Henry felt like the proverbial dog that had just been kicked because it just happened to be in the way. But now he was willing to admit to himself that she was right. The Lake Placid Club would have been a far better choice and he even might have been able to learn how to ski. There would have been other congenial people, good food, warm showers on demand and courteous hosts, not this Machiavellian woman who had greeted them or rather “allowed” them to stay here. Madam von Stein had pointed out when they arrived, with tne annoyingly chilly tone of one set upon by forces beyond her control, that the only reason she was still open and was willing to accept them as guests was that the Coast Guard required her to either stay here during the fall and winter and perform certain watch duties during the duration of the war, or she would have to allow them to take over and she would lose her only source of income.
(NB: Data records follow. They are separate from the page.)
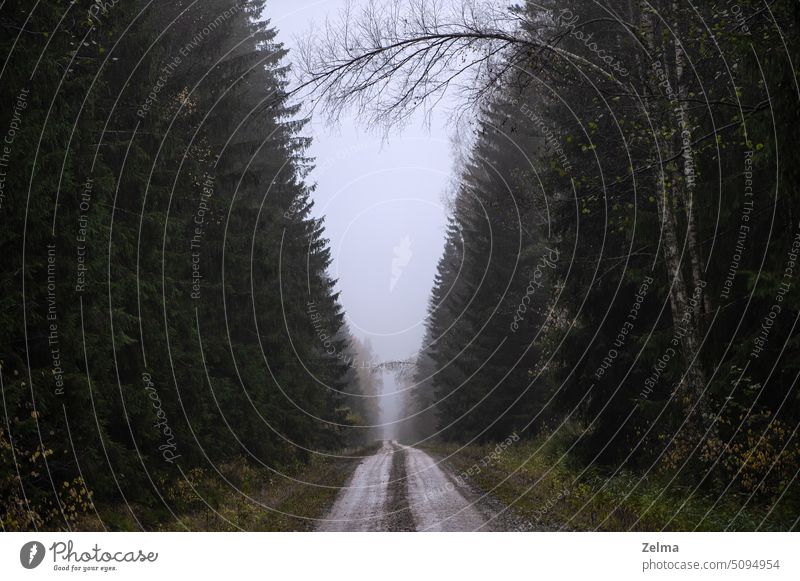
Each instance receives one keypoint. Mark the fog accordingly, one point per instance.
(382, 199)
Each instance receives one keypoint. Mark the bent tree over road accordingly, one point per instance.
(401, 488)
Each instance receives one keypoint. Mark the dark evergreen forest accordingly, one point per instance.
(620, 269)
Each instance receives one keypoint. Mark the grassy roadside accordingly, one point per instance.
(301, 493)
(561, 496)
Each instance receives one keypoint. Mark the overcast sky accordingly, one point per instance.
(383, 204)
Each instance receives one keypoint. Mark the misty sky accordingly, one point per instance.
(383, 203)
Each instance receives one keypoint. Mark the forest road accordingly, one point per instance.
(400, 488)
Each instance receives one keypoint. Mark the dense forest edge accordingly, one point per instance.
(611, 339)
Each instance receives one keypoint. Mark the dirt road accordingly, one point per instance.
(404, 489)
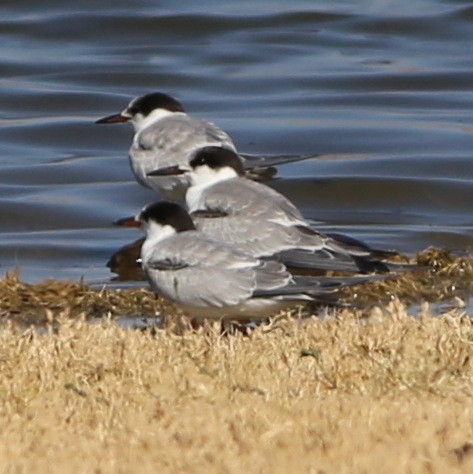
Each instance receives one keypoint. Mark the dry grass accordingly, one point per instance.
(364, 391)
(391, 394)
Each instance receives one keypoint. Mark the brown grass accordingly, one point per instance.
(391, 394)
(364, 391)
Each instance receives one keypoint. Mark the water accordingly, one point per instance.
(382, 90)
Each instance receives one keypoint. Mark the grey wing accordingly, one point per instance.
(210, 274)
(177, 137)
(250, 217)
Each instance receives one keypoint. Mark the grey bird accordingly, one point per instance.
(262, 222)
(211, 279)
(166, 135)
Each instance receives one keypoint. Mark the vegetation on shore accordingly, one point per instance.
(371, 389)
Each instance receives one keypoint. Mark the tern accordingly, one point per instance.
(258, 220)
(211, 279)
(166, 135)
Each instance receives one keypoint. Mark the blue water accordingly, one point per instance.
(381, 90)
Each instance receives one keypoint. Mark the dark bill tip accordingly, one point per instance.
(115, 118)
(127, 222)
(166, 171)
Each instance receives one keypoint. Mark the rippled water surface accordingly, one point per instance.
(381, 90)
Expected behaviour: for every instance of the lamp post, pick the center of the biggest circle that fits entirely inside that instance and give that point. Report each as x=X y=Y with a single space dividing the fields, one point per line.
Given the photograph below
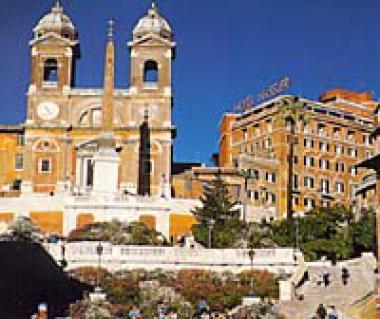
x=99 y=251
x=63 y=252
x=210 y=226
x=246 y=175
x=251 y=254
x=296 y=221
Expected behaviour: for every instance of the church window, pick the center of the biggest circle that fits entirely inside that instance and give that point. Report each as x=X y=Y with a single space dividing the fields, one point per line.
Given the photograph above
x=51 y=71
x=20 y=140
x=147 y=167
x=19 y=161
x=45 y=165
x=150 y=72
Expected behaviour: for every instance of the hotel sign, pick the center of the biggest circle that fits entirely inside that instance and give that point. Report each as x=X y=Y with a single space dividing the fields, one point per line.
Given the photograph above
x=266 y=94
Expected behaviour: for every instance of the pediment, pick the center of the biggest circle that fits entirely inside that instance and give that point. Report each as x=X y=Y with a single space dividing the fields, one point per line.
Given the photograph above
x=152 y=39
x=88 y=145
x=53 y=38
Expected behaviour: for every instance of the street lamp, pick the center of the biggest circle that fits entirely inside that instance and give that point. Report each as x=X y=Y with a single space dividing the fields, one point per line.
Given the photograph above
x=251 y=254
x=297 y=216
x=99 y=251
x=63 y=251
x=210 y=226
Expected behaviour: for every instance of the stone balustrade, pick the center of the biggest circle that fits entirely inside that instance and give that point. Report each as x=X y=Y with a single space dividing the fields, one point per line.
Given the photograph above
x=118 y=257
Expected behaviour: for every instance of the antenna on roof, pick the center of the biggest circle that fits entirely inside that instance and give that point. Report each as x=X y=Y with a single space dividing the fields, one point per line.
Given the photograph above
x=110 y=33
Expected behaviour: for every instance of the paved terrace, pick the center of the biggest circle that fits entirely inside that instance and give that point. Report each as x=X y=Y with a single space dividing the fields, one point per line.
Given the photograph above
x=119 y=257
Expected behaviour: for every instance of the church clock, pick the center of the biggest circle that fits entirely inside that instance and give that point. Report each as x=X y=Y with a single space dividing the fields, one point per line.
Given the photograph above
x=47 y=110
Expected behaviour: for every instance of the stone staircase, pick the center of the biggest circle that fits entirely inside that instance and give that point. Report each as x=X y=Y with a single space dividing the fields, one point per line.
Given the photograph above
x=360 y=284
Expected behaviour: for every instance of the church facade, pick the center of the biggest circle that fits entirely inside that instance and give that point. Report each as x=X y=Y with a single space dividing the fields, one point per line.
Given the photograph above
x=86 y=154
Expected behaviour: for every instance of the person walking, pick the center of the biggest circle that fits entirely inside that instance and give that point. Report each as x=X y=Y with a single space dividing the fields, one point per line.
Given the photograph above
x=321 y=312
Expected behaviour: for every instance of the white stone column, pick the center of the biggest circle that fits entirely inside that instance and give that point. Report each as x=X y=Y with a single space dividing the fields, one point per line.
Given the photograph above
x=106 y=172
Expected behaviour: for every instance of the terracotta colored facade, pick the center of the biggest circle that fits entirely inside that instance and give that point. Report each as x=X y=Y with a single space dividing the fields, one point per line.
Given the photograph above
x=292 y=160
x=48 y=162
x=54 y=147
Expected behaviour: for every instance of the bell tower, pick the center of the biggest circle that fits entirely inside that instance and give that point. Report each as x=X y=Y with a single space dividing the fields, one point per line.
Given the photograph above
x=152 y=51
x=54 y=50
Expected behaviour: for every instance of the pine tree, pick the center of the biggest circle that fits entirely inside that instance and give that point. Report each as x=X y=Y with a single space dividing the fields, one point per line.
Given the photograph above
x=218 y=206
x=216 y=203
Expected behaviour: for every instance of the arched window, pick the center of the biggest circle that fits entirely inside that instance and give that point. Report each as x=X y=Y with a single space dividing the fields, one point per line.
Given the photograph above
x=150 y=72
x=51 y=71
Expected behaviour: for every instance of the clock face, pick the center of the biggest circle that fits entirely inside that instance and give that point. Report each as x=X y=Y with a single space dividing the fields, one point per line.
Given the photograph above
x=47 y=110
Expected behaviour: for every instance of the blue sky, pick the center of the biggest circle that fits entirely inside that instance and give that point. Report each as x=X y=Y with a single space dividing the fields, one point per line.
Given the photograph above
x=226 y=50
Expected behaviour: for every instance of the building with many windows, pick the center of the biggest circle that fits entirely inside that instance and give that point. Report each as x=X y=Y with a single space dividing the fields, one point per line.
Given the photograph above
x=293 y=153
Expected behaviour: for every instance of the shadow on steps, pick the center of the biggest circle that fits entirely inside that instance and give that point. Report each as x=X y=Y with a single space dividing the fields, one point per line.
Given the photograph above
x=29 y=276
They had already taken her husband, Hans, and put him in a detention camp for Americans of recent German ancestry. She wasn’t even allowed to visit him.
The Selective Service folks had declared Henry 4F for several reasons: too short, only 5’-1 ½” in height (5’-2” was the minimum), flat feet and 20/60 vision. He wore bottle-bottom type thick glasses. He was one of the few men still attending Cornell University during the war where they had met. He often worried that Beecher had selected him as a mate only because of that reason. Why would such a beautiful, dynamic woman want a little nerd like himself? Yes, he was brilliant in all the sciences and was at the top of his class in Engineering Physics, the toughest school at Cornell, but what did that matter in affairs of the heart? He also worried that if she knew that he would have declared himself a conscientious objector if he had been drafted, she would have thought him to be a coward and rejected him. He knew he lacked the fortitude of some of the soldier types who had gladly gone off to fight in the great war. Still, his sense of compassion for his fellow man kept him in a kind of limbo between war and being a traitor of some kind. Did Beecher somehow sense this in him, he wondered?
He had selected his choice of going to Gull Island for their honeymoon because it was close, only a half hour boat ride from Portsmouth, New Hampshire where they had married in the white steepled Unitarian Church. He had heard wonderful stories of praise from folks who had visited the island in the summer, admittedly at a better time of year and before the war started two years ago. So they were here now and there was no escape even if they wanted to. They also were surprised when Madam von Stein told them upon arrival that they would have to assist in some of the war-time measures that residents of the island were required to do.
“It’s the law,” she explained rather haughtily and forcefully, as if she almost enjoyed explaining some of the fine print that someone had inadvertently agreed to. “Night shades in all the windows must be pulled at dusk and someone must check outside and make sure not even a sliver of light is visible that a German U-boat might be able to see. The 15 foot tall watch tower on the east end of the island needs to be tended at all hours of the night to watch for possible German planes. There is a heavy cardboard display of the silhouettes of about twelve different types of German planes that you need to memorize such as Messerschmitt fighters.”
Henry and Beecher couldn’t imagine how a Messerschmitt fighter could be spotted. Fighters can’t take off from submarines; but the official explanation was that somehow a German aircraft carrier might be approaching the coast. How such a huge ship could get anywhere near the coast without being detected, was a mystery to everyone on the island. The only other people on the island other than Madam von Stein and George McCracken, the old handyman cook, were two lobster fishermen, John Quinn, his wife Mary Quinn, their two teenage daughters, Abigail, 16, and Kathleen, 17 and the other lobsterman, Nicholas, “Nick,” DeLeone and his wife, Loretta DeLeone. This totaled ten people to fill nine hours of watch duty. The only concession to the two guests on the island was that they would be allowed to serve their hour’s watch together if they wished. They also were not allowed to write letters explaining their duties, which seemed silly to Henry and Beecher, since the only way to mail a letter would be by using the service boat that was not scheduled to return for almost two weeks.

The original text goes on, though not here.